Cette année, je ne vais pas te jouer le coup de la Leila Abdelatif. Et pour cause, depuis qu’il y a plus de déchets que d’eau potable dans mon aquarium de poisson rouge, je vois mieux le fond du bocal.

Rappelle-toi, 2009, il n’y a pas longtemps, les jaunes-oranges avec les deux tons de vert, revenaient de Doha, le ventre plein de loukoums, criant victoire pour la nouvelle loi électorale sensée leur amener la majorité des sièges du parlement. La démocratie étant ce qu’elle est, c’est-à-dire un choix entre le pire et l’autre pire, les bleus-blacks ont gagné.

Dans tout autre pays, les uns auraient fait la fête et les autres la défaite, et nous aurions eu un gouvernement de personnes pas nécessairement affiliées aux uns ou aux autres, mais capables de résoudre quelques-uns des cent mille problèmes que nous avons (tu as senti l’odeur de l’eau de ton robinet dernièrement?).

C’est sans compter qu’au Liban, la constitution est un point de vue. Il faut d’ailleurs suivre le débat sur le bonus-temps des officiers de 1994, pour comprendre que chacun de nos zaïm lit la constitution dans son marc de café.

Résultat, feuk la séparation des pouvoirs: les zaïms, à défaut de personnes compétentes, ont décidé de nous offrir un parterre de ministres représentatifs des gagnants et des perdants (par exemple un ancien militaire pour représenter les femmes au gouvernement). Pour comprendre l’efficacité du «tout-le-monde-a-gagné», il te suffit de savoir qu’en un an et deux mois, dans un des pays où la corruption crève tous les plafonds de tous les indices, le secrétaire d’Etat pour la Lutte contre la corruption, n’a pu arrêter un seul fonctionnaire corrompu. Sachant qu’un ministre touche $103,496 par an et en utilisant la règle de trois et le théorème de Pythagore, il te faudrait piler tous les lingots d’or de la réserve de la banque fédérale de New-York et les offrir au gouvernement avant que la corruption ne soit éradiquée.

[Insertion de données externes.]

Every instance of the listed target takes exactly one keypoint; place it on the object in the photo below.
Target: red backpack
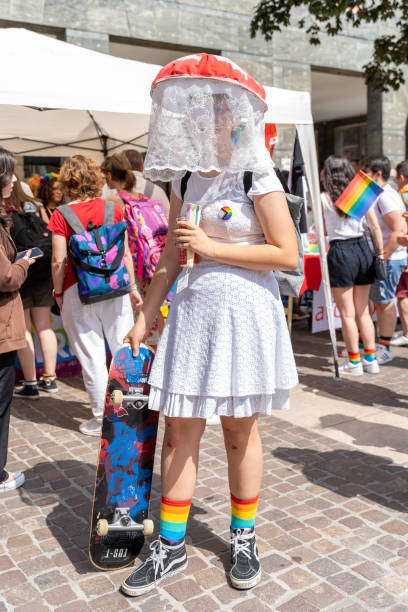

Je t’évite les exemples sur l’électricité, l’eau, les déchets, l’économie, les finances et tout le reste. Si tu penses encore que nous vivons dans la Suisse de l’Orient, sache que, d’après les dernières statistiques, la moitié des réfugiés Syriens et Palestiniens te disent m… et qu’ils n’ont pas attendu ton Zaïm pour plier bagages et aller vivre n’importe où mais ailleurs.

Pour revenir au sujet, les pouvoirs législatifs et exécutifs étant devenus représentatifs de ton zaïm et de celui de ton frère, il fallait représentativiser le pouvoir judiciaire (c’est un nouveau concept et je suis sûr que ton zaïm peut le retrouver dans le texte de la constitution). Le remplacement du juge Sader a mis le feu à la poudre mouillée. Ca a fait pffffchtttt pendant quelques jours et puis tout le monde a repris sa narguilé et oublié l’incident. Les autres désignations ont suivi. Le conseil constitutionnel sera bientôt remplacé, à quelques mois des élections qui seront donc organisées, gérées et contrôlées par le groupe des représentatifs.

En deux mots, les pouvoirs législatif, exécutif et judicaire ayant fusionné, tu n’as pas de souci à te faire. Sauf si tu as peur des atteintes aux bonnes mœurs. Dans ce cas, pas de souci : Si Kalam Ennas – Marcel Ghanem et Ziad Doueiri sont le sommet de la pointe de l’iceberg, les journalistes, artistes, écrivains, bloggeurs et politiciens accusés et traînés en justice, plus bas dans la hiérarchie, sont de plus en plus nombreux. On attend tous impatiemment, après tous les records accumulés depuis la plus grande assiette de hummus, la plus grosse montagne d’ordures, et le pays à l’Internet le plus lent (là j’exagère de deux places), le nouveau record en terme de libertés.

En résumé, je te souhaite une bonne année 2017, parce que, à quelques hématomes près, l’année 2018 risque d’être encore plus représentative que cette année-ci.